PHARR — Standing inside Daniel Yarritu’s Sam Houston Pharmacy in Pharr, which closed recently, dozens of local independent pharmacy owners said they feared a similar fate as reimbursement fees for Medicaid pharmacy services could make it hard to keep their businesses open.
Joining them were state Sen. Juan “Chuy” Hinojosa and state Rep. Sergio Muñoz Jr. who vowed to work to make changes to the managed-care change that took effect on March 1.
Under managed-care, which was approved to include prescriptions in the last legislative session, Medicaid patients chose an insurance plan from a list of approved companies contracted by the state that in turn pays a set fee to insurance companies for each patient’s coverage, pharmacists said.
Hinojosa said some medications that previously earned pharmacies about $6.35 now pay $1.35.
“It’s impossible to stay in business with that kind of reimbursement,” Hinojosa said, who characterized the contract fees with big companies as “greedy.”
Since March 1, about 10 local pharmacies have closed due to the change. Pharmacists said about a dozen other of their colleagues are considering or are near the brink of closure.

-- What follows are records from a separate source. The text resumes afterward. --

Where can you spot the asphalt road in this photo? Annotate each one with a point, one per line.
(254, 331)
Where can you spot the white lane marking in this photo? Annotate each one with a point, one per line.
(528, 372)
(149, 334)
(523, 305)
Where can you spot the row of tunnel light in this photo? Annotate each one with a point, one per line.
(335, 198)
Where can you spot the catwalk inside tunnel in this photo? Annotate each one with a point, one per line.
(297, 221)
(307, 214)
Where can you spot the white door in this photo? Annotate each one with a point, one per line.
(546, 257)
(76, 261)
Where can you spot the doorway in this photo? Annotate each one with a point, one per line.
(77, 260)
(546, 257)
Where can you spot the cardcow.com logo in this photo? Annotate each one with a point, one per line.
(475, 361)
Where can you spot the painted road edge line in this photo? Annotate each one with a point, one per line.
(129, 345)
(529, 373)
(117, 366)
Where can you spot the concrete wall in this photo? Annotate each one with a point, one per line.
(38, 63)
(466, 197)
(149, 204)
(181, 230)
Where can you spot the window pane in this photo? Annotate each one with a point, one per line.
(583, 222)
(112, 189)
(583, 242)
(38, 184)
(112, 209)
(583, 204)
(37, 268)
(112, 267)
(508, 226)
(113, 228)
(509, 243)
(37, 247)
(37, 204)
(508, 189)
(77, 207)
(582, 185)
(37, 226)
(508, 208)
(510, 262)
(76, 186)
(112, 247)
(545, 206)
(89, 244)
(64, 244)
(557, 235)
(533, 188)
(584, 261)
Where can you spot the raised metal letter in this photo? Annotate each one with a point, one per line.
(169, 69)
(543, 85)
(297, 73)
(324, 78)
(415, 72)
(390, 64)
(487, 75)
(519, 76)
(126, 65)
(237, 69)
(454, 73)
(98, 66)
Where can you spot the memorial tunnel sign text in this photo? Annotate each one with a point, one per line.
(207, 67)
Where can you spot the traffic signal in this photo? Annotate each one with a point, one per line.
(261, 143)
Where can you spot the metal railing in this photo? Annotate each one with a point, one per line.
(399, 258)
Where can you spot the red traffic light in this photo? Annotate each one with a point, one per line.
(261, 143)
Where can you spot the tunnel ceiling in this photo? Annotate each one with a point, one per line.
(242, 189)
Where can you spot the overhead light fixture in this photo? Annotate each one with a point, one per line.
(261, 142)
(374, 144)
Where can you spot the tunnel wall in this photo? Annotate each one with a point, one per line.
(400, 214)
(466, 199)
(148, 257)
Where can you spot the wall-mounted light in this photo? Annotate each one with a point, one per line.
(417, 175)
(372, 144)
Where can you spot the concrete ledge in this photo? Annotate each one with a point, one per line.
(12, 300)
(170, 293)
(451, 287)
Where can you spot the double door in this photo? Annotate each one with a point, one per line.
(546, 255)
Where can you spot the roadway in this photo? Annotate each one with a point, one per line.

As pharmacists close their businesses, many will seek jobs at other pharmacies, leaving students studying pharmacy without a job, said pharmacist James Olivarez, a part owner in Richard’s Pharmacy.

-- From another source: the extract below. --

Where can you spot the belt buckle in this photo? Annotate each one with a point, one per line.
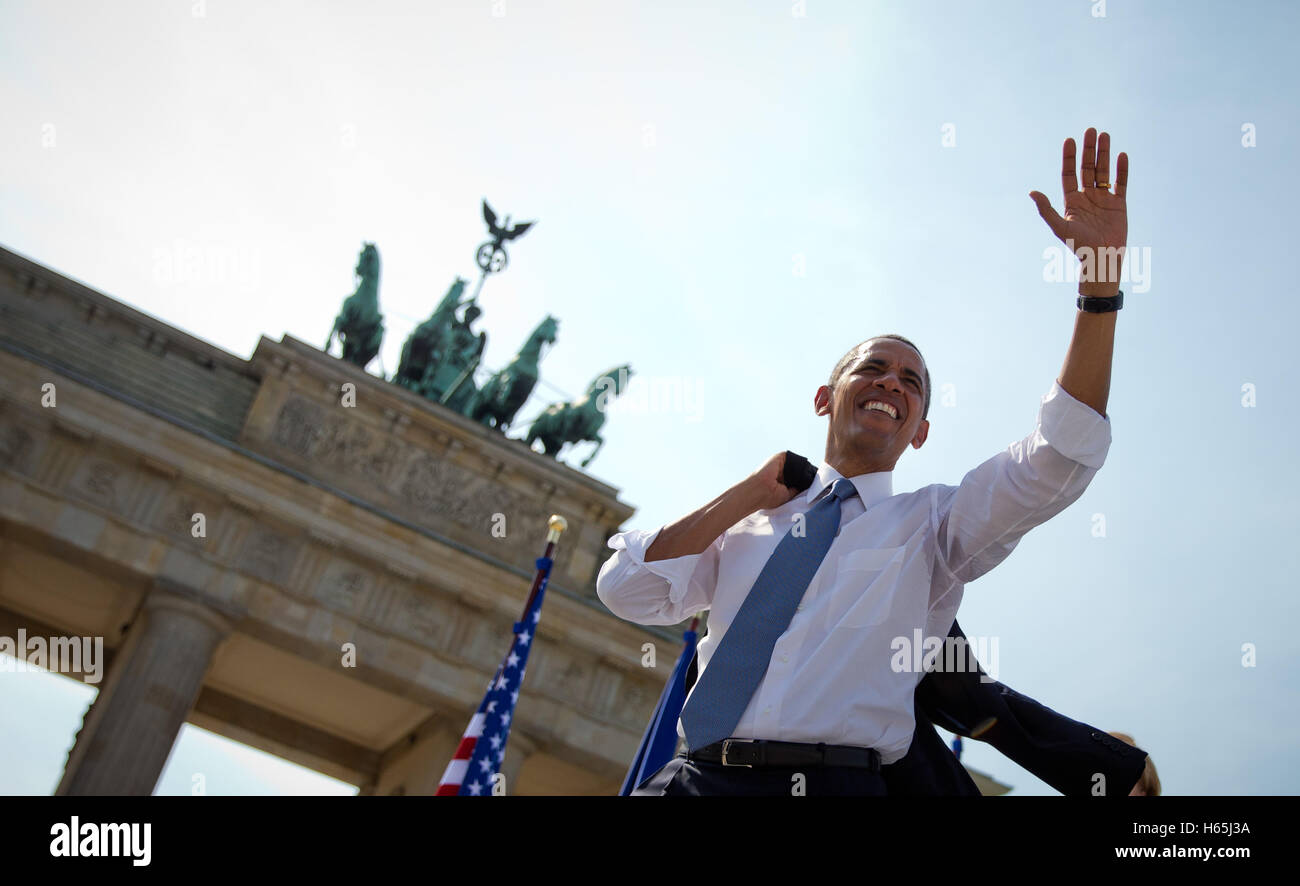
(727, 745)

“What about the community as a whole,” he asked. “If I were to close the businesses with three stores, we’d leave 25 to 30 employees without jobs. Where would they go?”
Olivarez predicted the unfair rates would have a dramatic affect on the local economy.
Health and Human Services spokesperson Stephanie Goodman told the Texas Tribune that they conducted a “readiness review” to alert pharmacists of the upcoming changes, but Olivarez said there wasn’t sufficient time to prepare.
“They didn’t tell us how drastic the rates were going to be,” he said.
Olivarez predicted his pharmacy could lose out on thousands of dollars annually based on these new rates.
“How are we supposed to make payroll,” he asked. “We’re supposed to make profit. They never gave us a fair contract, it was ‘Take it or leave it.’”
John Calvillo, owner of Med Aid and president of the Rio Grande Valley Independent Pharmacy Association, said pharmacists also worry about the patients they serve, many of them lower income patients who have no access to mass transit. He said pharmacies deliver hundreds of medications a day to patients all across the Rio Grande Valley. Specialty services that local independent pharmacies now offer may be a thing of the past as companies look to save money they’re losing on Medicaid reimbursements.
“The shift of the money flowing out of the state needs to stop,” Calvillo said of contracts made with companies out of Texas. “They’re taking the money out of the Valley and out of my pocket.”
The association has 165 independent pharmacies as members in the Valley.
Muñoz, who held a meeting with medical professionals recently in Mission, said he would work with Hinojosa to hold companies accountable on the contract rates given to pharmacies to work toward reasonable and equitable rates.
Yarritu’s pharmacy, still stocked with medications and still receiving phone calls from patients likely trying to get a prescription filled, predicted the unfair rates would soon have a trickling effect and come after physicians next.
“These aren’t numbers that fell out of the sky, this is fact,” he said. “Their rates just do not work.”